Aseguró que “Estos errores EVIDENTES y DE HECHO, son fruto de la falta de apreciación y de la equivocada apreciación de los siguientes medios probatorios”: a) el documento auténtico que contiene la declaración rendida por el señor MANUEL JAIRO OSPINA MORENO ante el Notario 10° de Medellín, b) el documento auténtico en el que consta el poder que el 22 de octubre de 1998 el gerente de Terpel le otorgó al Dr. Jorge León Sánchez Mesa, para la representación en el trámite de la licencia ambiental frente al área metropolitana, y c) las declaraciones rendidas por Expedito Francisco Amilcar Tobón Lenis y Manuel José Vallejo Rendón.

 

En la demostración del cargo el censor efectuó los siguientes planteamientos:

 

1.- Respecto de la declaración extraproceso rendida ante notario por el señor Manuel Jairo Ospina Moreno, luego de transcribir a partes de su texto, dijo:

 

“Del examen llano, sencillo del documento anterior, tienen que advertirse dos circunstancias medulares en nuestro asunto:

 

-               Contiene las afirmaciones de quien, cuando se celebró el mandato entre Terpel Antioquia S.A. y mis representados, era el Gerente, esto es, era el representante legal de la mandante. O mejor aún, contiene las afirmaciones de quien era la persona que tenía la capacidad para contraer obligaciones en cabeza de Terpel Antioquia S.A., y

 

-               De él, se extraen momentos que, de bulto, exponen cómo se celebró entre mis representados y Terpel Antioquia S.A. la convención que garantizaba para Terpel la prestación de los servicios profesionales de mis representados.

 

(.......)

 

De la apreciación sencilla y apenas literal de lo afirmado por el gerente de Terpel en la época en que se celebró el contrato, tiene que concluirse:

 

1)           Que la entidad demandada celebró con los abogados un contrato de mandato, en el que la obligación inicial de mis representados era la de representarla frente a las autoridades ambientales en la tramitación de la licencia ambiental que la habían negado.

 

2)           Que la Junta Directiva de Terpel Antioquía S.A. conoció que la remuneración propuesta por los abogados era que se les entregara en administración la estación Exposiciones.

 

3)           Que Terper Antioquía aprobó esa remuneración expresamente.

 

4)           Que Terpel Antioquía S.A. oficializó esa aprobación mediante comunicación enviada al doctor Arboleda Palacio.

 

Se impone entonces que la remuneración pactada por el contrato de mandato, lo fue, sin dudas y desde el principio, la administración y explotación de la estación de servicios Exposiciones, hecho este que se demuestra plenamente con la prueba que acabo de analizar; razones que sostienen con suficiencia haber calificado como ERRORES DE HECHO EVIDENTES los identificados con los numerales 1, 2, 3, 4, 5 y 7 del capítulo V de este escrito.

 

Y es que, ante la contundencia que expone el entonces gerente de Terpel sobre como se construyó el contrato de mandato, el fallador de segunda instancia pasó tan superficialmente, tan ausente de análisis, que no detectó el contenido material y definitorio que de allí se desprende para este asunto.

 

Es evidente entonces, para concluir sobre este tema, que en la providencia impugnada se apreció indebidamente la prueba referida pues se omitió dar a ella toda la connotación probatoria que tiene para las pretensiones de los demandantes.
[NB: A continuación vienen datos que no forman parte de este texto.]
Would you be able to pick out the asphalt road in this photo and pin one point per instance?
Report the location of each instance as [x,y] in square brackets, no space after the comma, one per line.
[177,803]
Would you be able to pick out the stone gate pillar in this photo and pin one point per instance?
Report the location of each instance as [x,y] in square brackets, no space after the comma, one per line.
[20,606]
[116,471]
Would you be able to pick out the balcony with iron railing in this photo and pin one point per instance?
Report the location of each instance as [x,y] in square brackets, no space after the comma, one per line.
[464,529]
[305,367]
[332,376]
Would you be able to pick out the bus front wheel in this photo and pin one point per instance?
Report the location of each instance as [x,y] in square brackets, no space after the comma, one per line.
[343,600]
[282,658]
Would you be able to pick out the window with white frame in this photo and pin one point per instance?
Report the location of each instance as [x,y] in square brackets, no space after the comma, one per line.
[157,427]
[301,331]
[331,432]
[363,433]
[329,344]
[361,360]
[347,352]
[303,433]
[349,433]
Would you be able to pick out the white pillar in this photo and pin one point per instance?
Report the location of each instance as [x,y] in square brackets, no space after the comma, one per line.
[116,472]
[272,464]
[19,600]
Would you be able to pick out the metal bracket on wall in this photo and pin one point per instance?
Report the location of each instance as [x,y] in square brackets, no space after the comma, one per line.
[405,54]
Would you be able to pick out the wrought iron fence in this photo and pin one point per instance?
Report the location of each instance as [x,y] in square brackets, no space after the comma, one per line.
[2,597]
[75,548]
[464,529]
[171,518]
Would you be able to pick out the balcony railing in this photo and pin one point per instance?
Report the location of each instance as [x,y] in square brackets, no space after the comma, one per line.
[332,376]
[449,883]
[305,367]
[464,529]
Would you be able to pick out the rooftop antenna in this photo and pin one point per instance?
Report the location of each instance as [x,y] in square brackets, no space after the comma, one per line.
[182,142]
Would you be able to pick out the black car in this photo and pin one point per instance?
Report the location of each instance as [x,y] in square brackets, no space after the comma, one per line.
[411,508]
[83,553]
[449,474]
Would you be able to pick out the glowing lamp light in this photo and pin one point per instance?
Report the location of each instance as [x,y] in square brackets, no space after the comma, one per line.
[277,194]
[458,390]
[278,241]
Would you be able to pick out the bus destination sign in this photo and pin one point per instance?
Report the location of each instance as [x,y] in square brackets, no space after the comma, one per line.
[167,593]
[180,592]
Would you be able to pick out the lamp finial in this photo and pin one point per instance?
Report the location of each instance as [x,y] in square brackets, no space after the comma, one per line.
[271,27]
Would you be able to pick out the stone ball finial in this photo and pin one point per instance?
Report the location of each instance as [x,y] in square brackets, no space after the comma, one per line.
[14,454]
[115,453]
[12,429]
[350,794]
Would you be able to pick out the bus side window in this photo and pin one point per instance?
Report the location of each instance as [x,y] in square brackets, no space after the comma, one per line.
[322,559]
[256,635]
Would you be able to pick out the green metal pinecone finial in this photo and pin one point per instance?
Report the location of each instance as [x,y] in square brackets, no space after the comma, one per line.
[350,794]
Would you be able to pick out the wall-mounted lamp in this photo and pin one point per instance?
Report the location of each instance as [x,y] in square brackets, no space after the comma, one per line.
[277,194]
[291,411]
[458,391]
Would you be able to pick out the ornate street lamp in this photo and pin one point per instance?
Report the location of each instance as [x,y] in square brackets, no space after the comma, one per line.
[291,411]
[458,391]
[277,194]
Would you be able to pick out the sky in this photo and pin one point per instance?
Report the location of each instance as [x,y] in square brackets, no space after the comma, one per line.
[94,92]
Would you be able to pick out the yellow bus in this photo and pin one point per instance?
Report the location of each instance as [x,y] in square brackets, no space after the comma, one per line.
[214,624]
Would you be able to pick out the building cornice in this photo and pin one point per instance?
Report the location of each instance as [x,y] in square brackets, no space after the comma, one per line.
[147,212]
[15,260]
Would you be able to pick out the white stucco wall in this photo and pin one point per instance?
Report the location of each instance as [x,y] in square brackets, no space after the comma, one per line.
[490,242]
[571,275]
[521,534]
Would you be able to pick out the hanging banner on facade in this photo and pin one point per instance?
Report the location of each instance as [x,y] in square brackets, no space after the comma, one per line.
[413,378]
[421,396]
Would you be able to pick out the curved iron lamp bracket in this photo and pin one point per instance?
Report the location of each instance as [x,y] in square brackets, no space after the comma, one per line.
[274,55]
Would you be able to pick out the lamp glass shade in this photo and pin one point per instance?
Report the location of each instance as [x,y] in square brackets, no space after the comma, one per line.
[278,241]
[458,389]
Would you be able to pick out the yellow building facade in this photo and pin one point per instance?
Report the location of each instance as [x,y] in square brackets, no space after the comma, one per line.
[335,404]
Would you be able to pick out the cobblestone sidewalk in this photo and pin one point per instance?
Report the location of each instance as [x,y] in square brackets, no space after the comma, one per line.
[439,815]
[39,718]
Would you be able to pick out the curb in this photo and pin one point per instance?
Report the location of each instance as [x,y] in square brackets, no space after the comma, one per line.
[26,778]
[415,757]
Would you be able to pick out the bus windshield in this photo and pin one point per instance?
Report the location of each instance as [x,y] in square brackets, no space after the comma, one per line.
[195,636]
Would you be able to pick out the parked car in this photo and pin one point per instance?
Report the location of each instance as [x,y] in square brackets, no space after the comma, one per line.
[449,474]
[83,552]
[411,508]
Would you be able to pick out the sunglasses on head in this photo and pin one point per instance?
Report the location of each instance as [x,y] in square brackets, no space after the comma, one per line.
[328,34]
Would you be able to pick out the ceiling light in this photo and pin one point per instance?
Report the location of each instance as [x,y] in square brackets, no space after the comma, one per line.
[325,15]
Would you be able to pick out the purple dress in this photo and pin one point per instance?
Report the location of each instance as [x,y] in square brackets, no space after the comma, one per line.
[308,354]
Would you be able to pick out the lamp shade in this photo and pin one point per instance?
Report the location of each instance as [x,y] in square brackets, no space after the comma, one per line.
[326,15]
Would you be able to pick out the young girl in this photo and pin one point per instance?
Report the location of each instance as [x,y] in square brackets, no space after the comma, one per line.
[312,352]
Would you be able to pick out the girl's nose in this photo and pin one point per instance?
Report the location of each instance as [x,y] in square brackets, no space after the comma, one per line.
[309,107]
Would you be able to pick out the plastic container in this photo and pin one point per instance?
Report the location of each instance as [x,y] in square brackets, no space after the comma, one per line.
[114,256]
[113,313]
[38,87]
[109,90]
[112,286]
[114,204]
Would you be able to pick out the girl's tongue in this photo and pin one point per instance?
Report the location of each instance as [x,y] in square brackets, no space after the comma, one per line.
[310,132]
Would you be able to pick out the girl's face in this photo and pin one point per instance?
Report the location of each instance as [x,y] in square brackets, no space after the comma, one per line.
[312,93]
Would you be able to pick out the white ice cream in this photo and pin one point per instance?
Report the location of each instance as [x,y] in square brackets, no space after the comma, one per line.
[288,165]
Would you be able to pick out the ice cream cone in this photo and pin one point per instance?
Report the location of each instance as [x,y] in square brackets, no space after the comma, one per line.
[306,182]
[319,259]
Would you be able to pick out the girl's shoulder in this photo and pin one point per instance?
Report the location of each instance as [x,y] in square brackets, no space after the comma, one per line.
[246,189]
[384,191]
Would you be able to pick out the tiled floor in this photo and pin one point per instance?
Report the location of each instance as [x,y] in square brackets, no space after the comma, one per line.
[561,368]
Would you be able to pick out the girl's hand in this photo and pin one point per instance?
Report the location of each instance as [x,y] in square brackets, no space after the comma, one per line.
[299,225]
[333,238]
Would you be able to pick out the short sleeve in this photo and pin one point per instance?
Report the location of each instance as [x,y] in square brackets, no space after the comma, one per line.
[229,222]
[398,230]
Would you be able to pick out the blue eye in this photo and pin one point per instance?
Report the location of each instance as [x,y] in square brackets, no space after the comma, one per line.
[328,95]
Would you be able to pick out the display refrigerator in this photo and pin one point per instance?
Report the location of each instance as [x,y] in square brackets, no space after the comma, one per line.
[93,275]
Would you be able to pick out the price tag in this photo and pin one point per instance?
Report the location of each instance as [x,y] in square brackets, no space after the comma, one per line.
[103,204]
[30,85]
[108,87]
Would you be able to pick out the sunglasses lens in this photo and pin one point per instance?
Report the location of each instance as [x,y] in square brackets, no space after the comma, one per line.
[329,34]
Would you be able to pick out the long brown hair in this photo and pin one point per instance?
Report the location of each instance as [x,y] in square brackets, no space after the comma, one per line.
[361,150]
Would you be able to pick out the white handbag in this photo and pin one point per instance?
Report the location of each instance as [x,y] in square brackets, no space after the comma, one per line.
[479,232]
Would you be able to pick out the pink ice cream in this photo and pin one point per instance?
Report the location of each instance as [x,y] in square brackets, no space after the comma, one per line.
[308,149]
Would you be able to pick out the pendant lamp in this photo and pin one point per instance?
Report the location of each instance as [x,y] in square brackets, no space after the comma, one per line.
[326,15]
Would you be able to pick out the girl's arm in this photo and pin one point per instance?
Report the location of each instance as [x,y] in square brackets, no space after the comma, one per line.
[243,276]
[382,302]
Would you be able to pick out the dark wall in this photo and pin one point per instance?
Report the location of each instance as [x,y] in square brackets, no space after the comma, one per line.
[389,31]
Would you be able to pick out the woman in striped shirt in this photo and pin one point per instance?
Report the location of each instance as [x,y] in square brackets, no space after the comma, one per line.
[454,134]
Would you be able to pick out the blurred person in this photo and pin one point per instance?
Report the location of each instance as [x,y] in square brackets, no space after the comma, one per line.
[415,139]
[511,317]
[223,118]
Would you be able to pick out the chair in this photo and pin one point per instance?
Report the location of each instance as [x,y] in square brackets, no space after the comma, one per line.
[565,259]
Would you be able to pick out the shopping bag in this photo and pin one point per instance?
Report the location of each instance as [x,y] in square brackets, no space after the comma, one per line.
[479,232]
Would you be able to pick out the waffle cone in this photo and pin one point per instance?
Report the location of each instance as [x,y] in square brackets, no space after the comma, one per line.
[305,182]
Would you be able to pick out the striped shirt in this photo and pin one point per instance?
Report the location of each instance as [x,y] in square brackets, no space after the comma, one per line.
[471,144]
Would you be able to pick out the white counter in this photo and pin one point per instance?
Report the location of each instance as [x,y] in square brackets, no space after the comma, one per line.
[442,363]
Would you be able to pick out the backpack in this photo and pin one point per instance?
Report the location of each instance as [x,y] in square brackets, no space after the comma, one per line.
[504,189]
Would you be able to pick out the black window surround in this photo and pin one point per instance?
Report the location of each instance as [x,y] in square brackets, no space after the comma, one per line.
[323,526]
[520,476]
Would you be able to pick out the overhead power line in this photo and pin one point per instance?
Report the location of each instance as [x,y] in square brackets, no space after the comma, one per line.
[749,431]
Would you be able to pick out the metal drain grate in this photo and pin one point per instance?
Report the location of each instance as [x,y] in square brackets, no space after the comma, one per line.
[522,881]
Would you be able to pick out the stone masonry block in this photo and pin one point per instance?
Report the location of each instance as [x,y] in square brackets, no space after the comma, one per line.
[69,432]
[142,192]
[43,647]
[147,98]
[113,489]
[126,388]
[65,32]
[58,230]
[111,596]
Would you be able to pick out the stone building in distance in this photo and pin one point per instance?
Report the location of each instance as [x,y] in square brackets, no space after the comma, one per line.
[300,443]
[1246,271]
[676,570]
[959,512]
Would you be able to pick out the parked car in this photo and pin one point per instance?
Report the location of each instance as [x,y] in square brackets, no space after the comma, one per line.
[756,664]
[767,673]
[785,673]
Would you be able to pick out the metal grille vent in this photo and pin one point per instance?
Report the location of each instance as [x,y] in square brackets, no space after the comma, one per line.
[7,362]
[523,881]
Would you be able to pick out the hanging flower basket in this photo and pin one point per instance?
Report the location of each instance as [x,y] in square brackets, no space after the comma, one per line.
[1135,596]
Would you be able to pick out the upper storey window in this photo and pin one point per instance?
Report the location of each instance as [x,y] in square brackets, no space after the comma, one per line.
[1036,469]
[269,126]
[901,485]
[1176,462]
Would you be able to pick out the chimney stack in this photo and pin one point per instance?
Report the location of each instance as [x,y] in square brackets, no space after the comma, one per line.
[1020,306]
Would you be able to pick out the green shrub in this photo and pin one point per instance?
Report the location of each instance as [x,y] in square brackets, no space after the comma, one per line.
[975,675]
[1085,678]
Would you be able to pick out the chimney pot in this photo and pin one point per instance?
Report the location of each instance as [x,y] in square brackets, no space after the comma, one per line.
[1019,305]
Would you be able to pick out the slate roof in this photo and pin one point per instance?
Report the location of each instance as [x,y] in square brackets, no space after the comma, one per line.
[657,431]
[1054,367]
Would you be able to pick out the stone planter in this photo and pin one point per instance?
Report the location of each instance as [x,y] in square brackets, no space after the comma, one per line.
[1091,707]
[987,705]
En consecuencia, es evidente, por este aspecto, la ausencia de legalidad del fallo impugnado”.

 

 

2.- En relación con el poder otorgado el 22 de octubre de 1998 al Doctor Jorge León Sánchez Mesa por el gerente de Terpel, sostuvo:

 

“Con el documento en mención, se evidencia que lo afirmado por Terpel en febrero 5 de 1998, con relación a los honorarios de los abogados, si en aquel momento fue cierto, no fue lo que realmente sucedió en la relación contractual entre Terpel y los demandantes, pues Terpel, que en ese momento ya sabía a cuanto ascenderían en el futuro los honorarios profesionales de mis representados, continuó valiéndose de sus servicios, conocimiento, experiencia y buen nombre profesional, como que eran esas dotes, lo único que finalmente le permitiría alcanzar sus objetivos de explotar económicamente ambas estaciones de servicio.

 

Este documento ha sido apreciado por el Honorable Tribunal Superior de Medellín, apenas, como prueba de que los abogados realizaron gestiones en representación de Terper Antioquía S.A. para dar así, sustento al abono a honorarios que esa entidad pagó a aquellos. Pero, omitió el fallador indagar por la esencia pregonada por la parte demandante: La real trascendencia probatoria de ese poder consiste en, a través de su apreciación, concluir que aunque, en febrero 5 de 1998 Terpel hubiera dicho a los abogados que sus honorarios le parecían muy altos, lo cierto es que, no obstante esa afirmación, el contrato de mandato siguió en ejecución, hasta alcanzar los resultados que pretendía la mandante”.

 

 

3. Frente a los dichos de los testigos Expedito Francisco Amilcar Tobón Lenis y Manuel José Vallejo Rendón, adujo que con ellos también se demuestra que el contrato de mandato siguió su ejecución, causando así la nueva remuneración pretendida por los actores.

 

Finalmente remató el cargo aseverando que:

 

“Infortunadamente, el examen al que se sometieron durante el proceso las pruebas precedentes, ha sido apenas formal pues de ellas no se extrajo su verdadero alcance material; lo que conduce, invariablemente a la ilegalidad de la providencia impugnada, debido a que ella prescindió, en su elaboración, de examinar la verdadera capacidad persuasiva que tenían las pruebas referidas.

 

(......)

 

Es inocultable que si la providencia hubiera sido construida sin los errores que he advertido, esto es, apreciando, detallando y valorando la esencia y contenido material de las, entre otras, pruebas que he observado en el capítulo VI de este escrito, y sobre todo, si el fallador de segundo grado, hubiera realizado un examen coherente, teleológico y sistemático de esas pruebas y de todas las arrimadas al expediente, hubiera llegado, sin dudas, a la conclusión que tenía que encontrar: entre Terpel Antioquía S.A. y mis poderdantes existió un contrato de mandato, en el que las partes pactaron como remuneración por los servicios prestados por los abogados, entregarles a éstos, para su administración la estación Exposiciones; remuneración que posteriormente, como consecuencia de la aceptación de Terpel, mutó al 12% del valor que hubiera costado construir la estación Terpel Superior.”

 

 

VII. SE CONSIDERA

 

Se comienza por recordar que la demanda de casación debe ajustarse al estricto rigor técnico que su planteamiento y demostración exigen, respetando las reglas fijadas para su procedencia, pues una demanda de esta naturaleza y categoría está sometida en su formulación a una técnica especial y rigurosa, que de no cumplirse conlleva a que el recurso extraordinario resulte inestimable imposibilitando el estudio de fondo de los cargos.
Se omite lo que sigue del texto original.